The district ultimately opted to close two of those schools and make other administrative cuts to help bridge a $31 million budget gap.

When the Bellevue School Board voted to authorize the cuts at a meeting last month, parents pleaded for more time.

Bellevue isn't alone.

Across the Puget Sound region, districts are communicating a harsh reality — they are confronting fiscal shortfalls and they need to cut costs.

Seattle Public Schools is facing a $131 million budget shortfall. Shoreline Schools was facing a $12 million budget deficit earlier this year and floated the possibility of cutting extracurricular activities and some arts programs.

"People were not happy," said KUOW's education reporter Sami West. "Over 100 folks lined up around the block to get into a budget meeting earlier this month. The meeting lasted six hours."

The meeting dragged on past midnight. Parents and students pleaded with the school board to keep those extras in the budget that make school fun.

"I've been to a lot of school board meetings," West said. "They don't usually last quite that long."

Shoreline ultimately cut about $9 million of its nearly $170 million operating budget last week, but spared extracurricular activities for now.

"Unfortunately, that means about 70 employees ranging from security guards, nurses, certified staff are losing their jobs," West said.

Districts are facing these budget shortfalls for a number of reasons. For one, they rely on enrollment for funding, and enrollment has been down.

Another factor is the end of federal coronavirus-related funding.

"Those relief funds are running out soon, in the next year or so," said Marguerite Roza, director of the Edunomics Lab at Georgetown University. "So, depending on whether or not districts have spent them all, they're going to have to get used to the revenues that they lived on before they had these emergency relief funds."

Roza said some districts have used relief funds to promise raises or to hire new employees. Now, districts will need to figure out how to cut costs.

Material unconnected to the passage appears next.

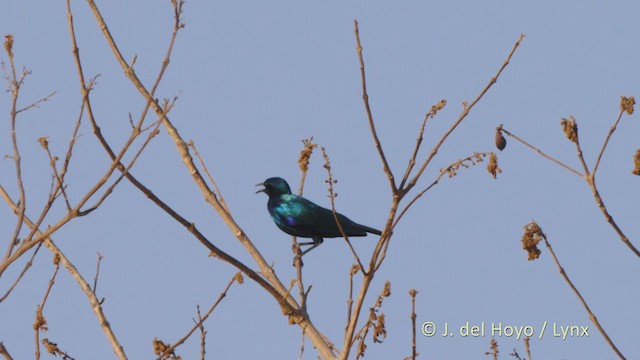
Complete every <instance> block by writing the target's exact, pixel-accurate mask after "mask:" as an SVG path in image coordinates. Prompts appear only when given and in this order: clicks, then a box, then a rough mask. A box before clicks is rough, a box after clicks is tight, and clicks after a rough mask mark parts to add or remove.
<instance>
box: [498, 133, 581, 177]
mask: <svg viewBox="0 0 640 360" xmlns="http://www.w3.org/2000/svg"><path fill="white" fill-rule="evenodd" d="M500 131H501V132H503V133H505V134H507V135H508V136H510V137H512V138H514V139H515V140H516V141H519V142H520V143H522V144H523V145H525V146H526V147H528V148H530V149H531V150H533V151H535V152H537V153H538V154H540V155H541V156H542V157H543V158H545V159H547V160H551V161H553V162H554V163H556V164H558V165H560V166H562V167H563V168H565V169H566V170H569V171H570V172H572V173H574V174H575V175H578V176H579V177H581V178H584V177H585V175H584V174H582V173H580V172H579V171H578V170H576V169H574V168H572V167H571V166H569V165H567V164H565V163H563V162H562V161H560V160H558V159H556V158H554V157H552V156H550V155H547V154H545V153H544V152H542V150H540V149H538V148H537V147H535V146H533V145H531V144H529V143H528V142H526V141H524V140H523V139H521V138H520V137H518V136H517V135H515V134H514V133H512V132H510V131H508V130H506V129H504V128H501V129H500Z"/></svg>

"It's never easy to go from having excess staff to downsizing," Roza said.

There are a number of trade-offs districts can make. Closing and consolidating schools is one option. If districts try to stretch staff across too many schools, those schools may have skeleton crews and may not be able to provide arts or electives.

Districts can also cut down the amount of weeks in a school year, discontinue payments to vendors for programs like aftercare, consolidate central office programs, or negotiate lower pay raises for staff.

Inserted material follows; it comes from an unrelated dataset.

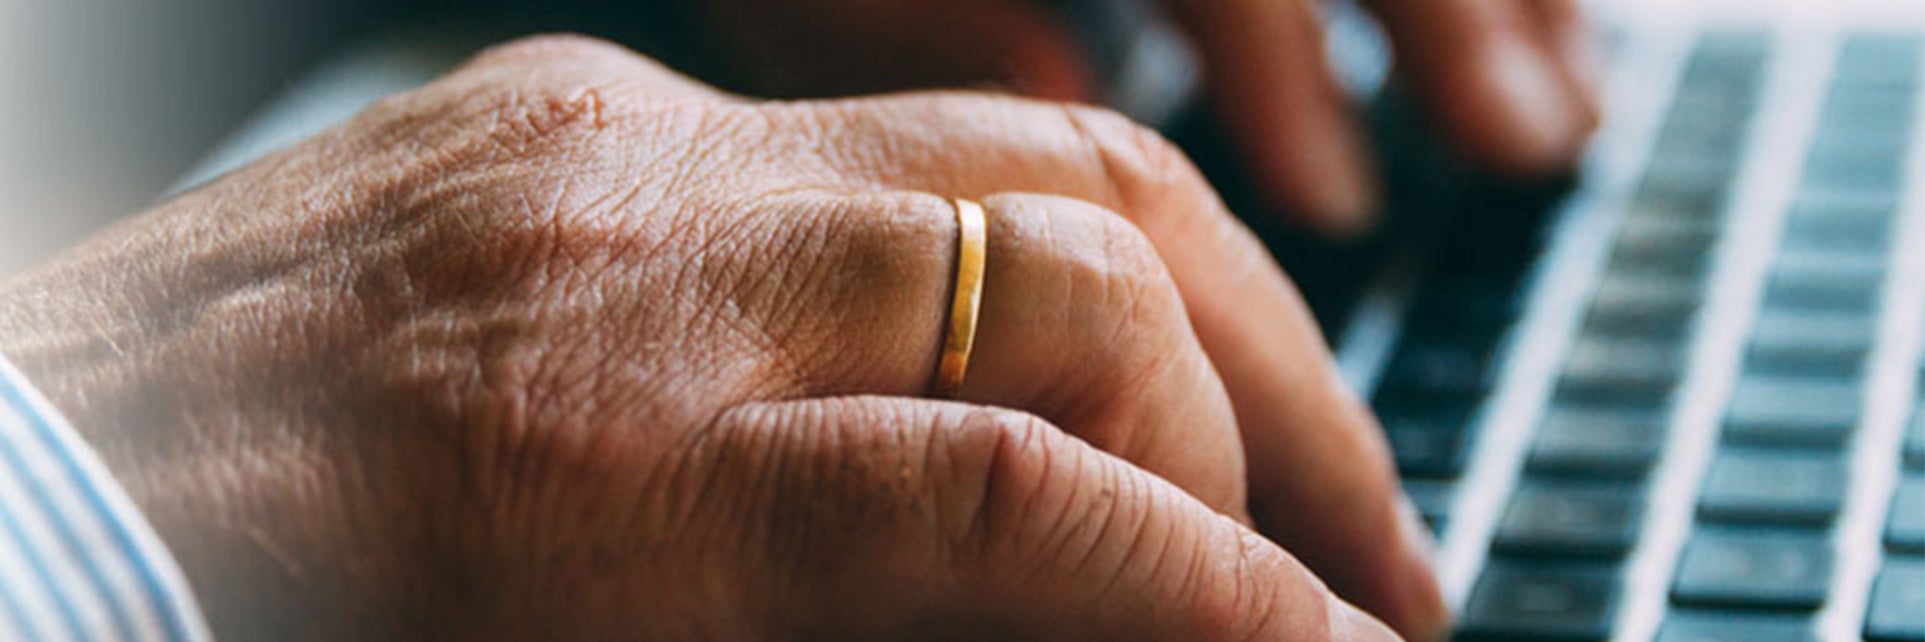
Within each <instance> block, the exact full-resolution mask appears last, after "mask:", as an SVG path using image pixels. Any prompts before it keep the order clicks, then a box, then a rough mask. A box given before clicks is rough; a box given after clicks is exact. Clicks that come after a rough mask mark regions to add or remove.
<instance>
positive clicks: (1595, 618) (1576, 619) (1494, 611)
mask: <svg viewBox="0 0 1925 642" xmlns="http://www.w3.org/2000/svg"><path fill="white" fill-rule="evenodd" d="M1617 584H1619V580H1617V569H1615V567H1609V565H1594V563H1525V561H1513V559H1494V561H1492V563H1490V565H1486V567H1484V573H1482V577H1478V579H1476V586H1475V588H1471V600H1469V602H1467V604H1465V611H1463V627H1461V634H1459V640H1546V642H1598V640H1605V638H1609V636H1611V621H1613V619H1615V617H1617Z"/></svg>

Cutting a school budget is never popular. Roza said it is paramount for districts to ensure that parents have a choice in how those cuts are made. People need to engage with the process in a productive way.

"We encourage school districts to lay out the full range of options, even the ones the district doesn't like," Roza said, "It's not like we have an answer where everything goes back to the way it is, we can do one of these things, and we want your input."

Not all districts are facing low enrollment. KUOW's Sami West visited Orting Primary School, which is over capacity.

"Orting is definitely on the extreme end of this," West said. "But I think it also does suggest a trend that urban sprawl is making its way from King County to Pierce County and other surrounding areas. Other districts just in Pierce County alone are seeing really similar growth to Orting. Not quite as extreme, but they're seeing it."